Thanuel smiled, "And yet, I believe that you are."
He started to walk off to where they were loading cargo up and I said, "What if I get us all killed?"
Thanuel turned and shrugged, "Death comes to all of us at some point. The difference, though, is in how one faces it. You have a choice Benaiah, live in fear of death or live life fully and do what needs done. I think you're the latter and that's enough, as it's better to go out like a lion then choked off like an old hound on a leash."
He continued on and I shook my head at his twisted logic. He did have a point though. What good did worrying get me right now?
Now was the time for action, with the future being a new surprise around each corner of life's path. I wanted to see what lay ahead and now I had a company of men to go along for the journey. I wasn't alone anymore and I had the respect of others. That was a rather nice feeling.

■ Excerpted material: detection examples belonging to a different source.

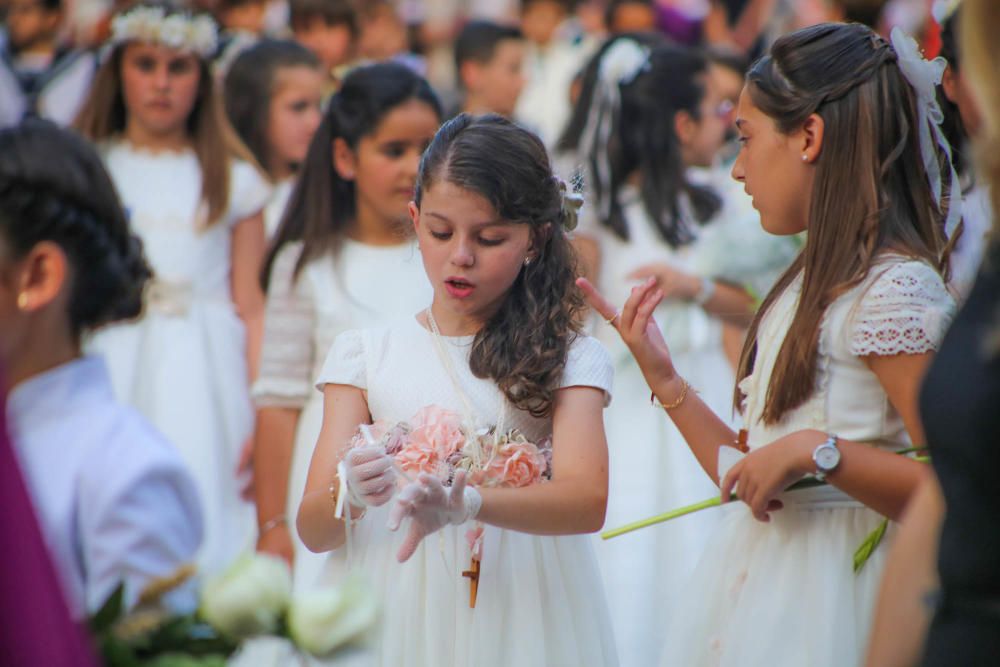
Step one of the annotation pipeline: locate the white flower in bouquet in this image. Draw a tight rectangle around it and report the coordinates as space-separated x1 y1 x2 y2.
288 575 378 657
200 553 292 639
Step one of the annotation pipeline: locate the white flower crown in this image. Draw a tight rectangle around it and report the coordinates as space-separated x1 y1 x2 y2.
108 7 218 58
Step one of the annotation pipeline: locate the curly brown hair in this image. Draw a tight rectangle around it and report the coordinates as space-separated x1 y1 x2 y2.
415 114 584 417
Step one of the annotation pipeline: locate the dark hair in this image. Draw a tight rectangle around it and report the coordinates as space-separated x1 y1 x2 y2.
521 0 579 13
261 63 442 290
734 23 949 424
223 39 320 173
455 21 524 83
415 113 583 417
559 35 721 247
288 0 358 37
937 5 970 175
73 1 256 226
0 119 152 335
604 0 656 30
837 0 888 29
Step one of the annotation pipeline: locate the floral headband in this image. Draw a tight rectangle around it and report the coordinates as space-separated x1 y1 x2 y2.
108 7 218 58
890 27 962 239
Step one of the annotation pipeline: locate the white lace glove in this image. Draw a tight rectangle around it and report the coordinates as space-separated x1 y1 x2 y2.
343 447 396 507
389 470 483 563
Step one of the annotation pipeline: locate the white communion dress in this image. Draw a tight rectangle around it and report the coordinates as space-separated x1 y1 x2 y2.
318 318 617 667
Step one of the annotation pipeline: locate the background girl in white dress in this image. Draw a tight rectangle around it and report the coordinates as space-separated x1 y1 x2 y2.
223 39 325 239
591 24 954 667
0 120 201 616
252 64 441 587
298 114 617 666
563 36 791 665
77 5 269 572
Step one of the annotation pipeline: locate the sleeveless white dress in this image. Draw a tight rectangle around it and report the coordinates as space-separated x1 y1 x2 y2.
318 318 617 667
88 141 270 574
662 255 954 667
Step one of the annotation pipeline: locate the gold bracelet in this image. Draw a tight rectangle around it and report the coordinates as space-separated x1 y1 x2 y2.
257 514 288 537
330 477 368 521
650 378 697 411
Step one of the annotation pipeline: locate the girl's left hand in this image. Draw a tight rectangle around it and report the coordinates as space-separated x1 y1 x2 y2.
388 470 482 563
627 263 701 301
720 429 827 522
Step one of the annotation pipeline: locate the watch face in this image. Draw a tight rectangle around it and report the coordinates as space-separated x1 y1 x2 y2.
816 446 840 472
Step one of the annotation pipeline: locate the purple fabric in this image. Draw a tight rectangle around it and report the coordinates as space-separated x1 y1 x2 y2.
656 4 701 46
0 386 97 667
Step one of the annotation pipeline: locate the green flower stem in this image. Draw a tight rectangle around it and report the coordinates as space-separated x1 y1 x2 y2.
601 494 736 540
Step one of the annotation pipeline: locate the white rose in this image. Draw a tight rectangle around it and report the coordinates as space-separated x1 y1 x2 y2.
288 575 378 657
200 553 292 639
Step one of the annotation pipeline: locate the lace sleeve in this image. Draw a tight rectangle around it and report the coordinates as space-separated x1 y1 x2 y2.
316 329 368 391
559 336 615 407
253 243 316 408
850 261 955 357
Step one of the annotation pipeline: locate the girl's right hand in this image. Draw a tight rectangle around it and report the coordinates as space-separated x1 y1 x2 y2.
576 278 677 387
344 447 396 507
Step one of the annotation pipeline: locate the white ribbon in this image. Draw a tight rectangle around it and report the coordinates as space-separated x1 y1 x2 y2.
889 26 962 238
580 39 649 219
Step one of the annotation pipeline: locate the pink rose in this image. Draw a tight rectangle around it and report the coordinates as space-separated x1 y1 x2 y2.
500 442 546 487
410 405 465 460
395 441 441 474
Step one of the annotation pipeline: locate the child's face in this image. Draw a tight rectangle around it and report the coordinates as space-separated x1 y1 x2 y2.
469 39 524 118
295 16 353 72
267 65 323 171
334 99 440 226
608 2 656 33
121 42 201 141
680 65 735 167
7 0 62 51
410 180 531 330
732 88 815 235
521 0 566 45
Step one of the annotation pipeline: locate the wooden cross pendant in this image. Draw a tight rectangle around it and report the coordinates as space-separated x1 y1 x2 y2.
462 556 479 609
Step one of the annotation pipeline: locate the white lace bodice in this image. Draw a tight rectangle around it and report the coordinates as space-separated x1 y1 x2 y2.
740 255 955 448
317 317 614 443
102 141 271 301
254 239 431 408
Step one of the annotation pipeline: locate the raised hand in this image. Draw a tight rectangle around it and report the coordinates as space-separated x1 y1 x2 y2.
388 470 482 563
344 447 396 507
576 278 677 387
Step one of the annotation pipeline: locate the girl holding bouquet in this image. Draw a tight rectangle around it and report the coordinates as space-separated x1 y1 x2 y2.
76 4 270 573
582 24 957 667
298 114 617 665
250 62 441 588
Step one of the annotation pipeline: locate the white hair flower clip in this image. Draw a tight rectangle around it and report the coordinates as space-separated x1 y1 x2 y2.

I saw some more camels and I headed off to help Jarken round them up. My life had just jumped once again in a way I hadn't expected. Would I ever be ready for what life threw at me next?

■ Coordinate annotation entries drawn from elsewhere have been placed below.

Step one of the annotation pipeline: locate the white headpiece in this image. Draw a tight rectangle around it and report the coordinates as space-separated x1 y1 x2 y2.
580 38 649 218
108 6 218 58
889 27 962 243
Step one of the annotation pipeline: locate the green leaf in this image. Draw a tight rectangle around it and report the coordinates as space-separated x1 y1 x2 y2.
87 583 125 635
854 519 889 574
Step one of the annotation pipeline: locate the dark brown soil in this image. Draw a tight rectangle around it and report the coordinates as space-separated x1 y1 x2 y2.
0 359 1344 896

Reversely, what did it matter if I wasn't ready? I had purpose in the belief in El Elyon and He directed my steps and provided the abilities that I lacked. Should death find me it would not be an end, but rather the start of another journey.
At peace, at the realization of the slack hold of the fear of dying, I headed back toward the oasis tugging on the lead strap of the string of wide-eyed camels. They didn't like the flames, but oddly for me as I gazed at the fire consuming the oasis, I had a vision of seeing the sight again, only it would be houses on fire and not palm trees.
*****
A day into our journey we found what was left of the caravan. There wasn't much.
The bandits had been thorough and merciless in their cleanup of the forward caravan. Buzzards lifted off the ground from the scattered corpses that littered the desert.
The caravan had been caught strung out and on the move, with no chance of mounting a defense. Strangely I felt no sympathy for the dead as they, by their own actions, had sold us down the river to die in their place. It hadn't worked out that way though.